SITGES: El festival más fantástico del mundo no podía contentarse con un solo momento estelar, y no paró hasta hacer el doblete. El primero ya sabíamos que se iba a dar antes siquiera de que todo empezara a rodar, pero no por ello dejó de ser emocionante. El Auditori estuvo a punto de estallar con la presentación oficial de Mandy, de Panos Cosmatos, película convertida ahí en excelente excusa para entregar a Nicolas Cage (Premio al Mejor Actor en 1989, en ese mismo certamen, por Besos de vampiro) el reconocimiento que merece su (inabarcable) carrera. Así, este mito con patas encontró tiempo entre las múltiples docenas de rodajes en los que se enfrasca cada año, y subió con arrojo a un escenario que parecía llevar su nombre. El público enloqueció (más aún, teniendo en cuenta los estándares de Sitges) con la coartada de ver a su ídolo de nuevo en lo más alto (¡por fin!), y de un discurso de agradecimiento que, como no podía de ser de otra manera, nos invitó a enloquecer. Porque el cine (de género) lo merece; porque Nicolas Cage sólo hay doscientos. Pocos días después, en la otra punta del pueblo, un reducto de jóvenes japoneses, completamente desconocidos, conquistaba el cine Prado. A la una de la madrugada terminó el último pase de la, por aquel entonces, ya-confirmada sensación de Sitges 51. One Cut of the Dead, de Shinichirô Ueda, llegó a nosotros como un trabajo de estudiantes muy bien abalado por el equipo de programación del festival, pero creció hasta convertirse en una de las cintas de género más importantes de los últimos años. Se encendieron las luces de la sala a horas indecentes, y vi como prácticamente todo el mundo había tenido la decencia de permanecer en su asiento… para inmediatamente después levantarse de él y ovacionar a aquellos estudiantes, convertidos en maestros de un arte sustentado y elevado (ya se vio) por el colectivo.
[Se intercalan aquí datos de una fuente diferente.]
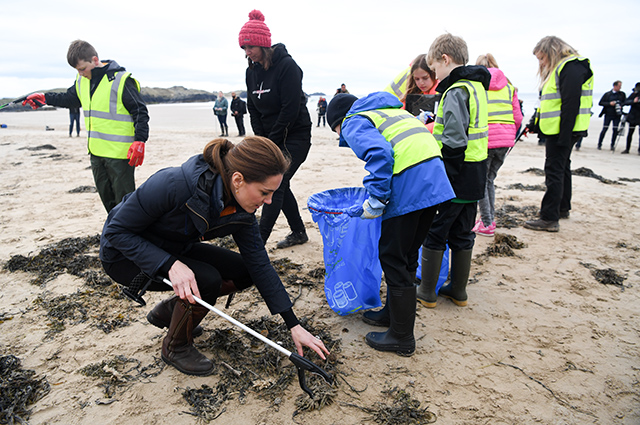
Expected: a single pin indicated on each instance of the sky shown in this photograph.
(363, 44)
SAN SEBASTIÁN: En un Teatro Victoria Eugenia lleno hasta los topes, Hirokazu Koreeda recogió el Premio Donostia. Meses antes se había encumbrado en Cannes con la Palma de Oro concedida a su nuevo “asunto de familia”. El cineasta nipón tocó el cielo en la Croisette, pero fue en San Sebastián (su hábitat natural años atrás) donde le vimos más emocionado. Presidiendo la ceremonia estaban Jose Luis Rebordinos y Thierry Frémaux: máximos honores para un hombre que, junto a su obra, parece que quiera hacernos recobrar la fe en el género humano. Para muestra, el momento en el que se le entrega el susodicho premio honorífico, y la gente ahí presente no ve el momento de dejar de aplaudir, y él, abrumado, superado, que no sabe cómo hablar, que se le ha olvidado… Y como no le salen las palabras, deja que fluyan las lágrimas. Y lo intenta de nuevo, pero no encuentra la voz. Y sigue llorando, y parece disculparse con tímidos gestos de respeto; de agradecimiento. Y yo, que me acuerdo, siento que pierdo la capacidad para expresarme. Y en efecto, no hay texto que pueda sintetizar la emoción y la calidez de aquel momento. Sólo puedo remitirme, y remitirte, a las imágenes. Sucede lo mismo con el cine de Koreeda. Estaba escrito.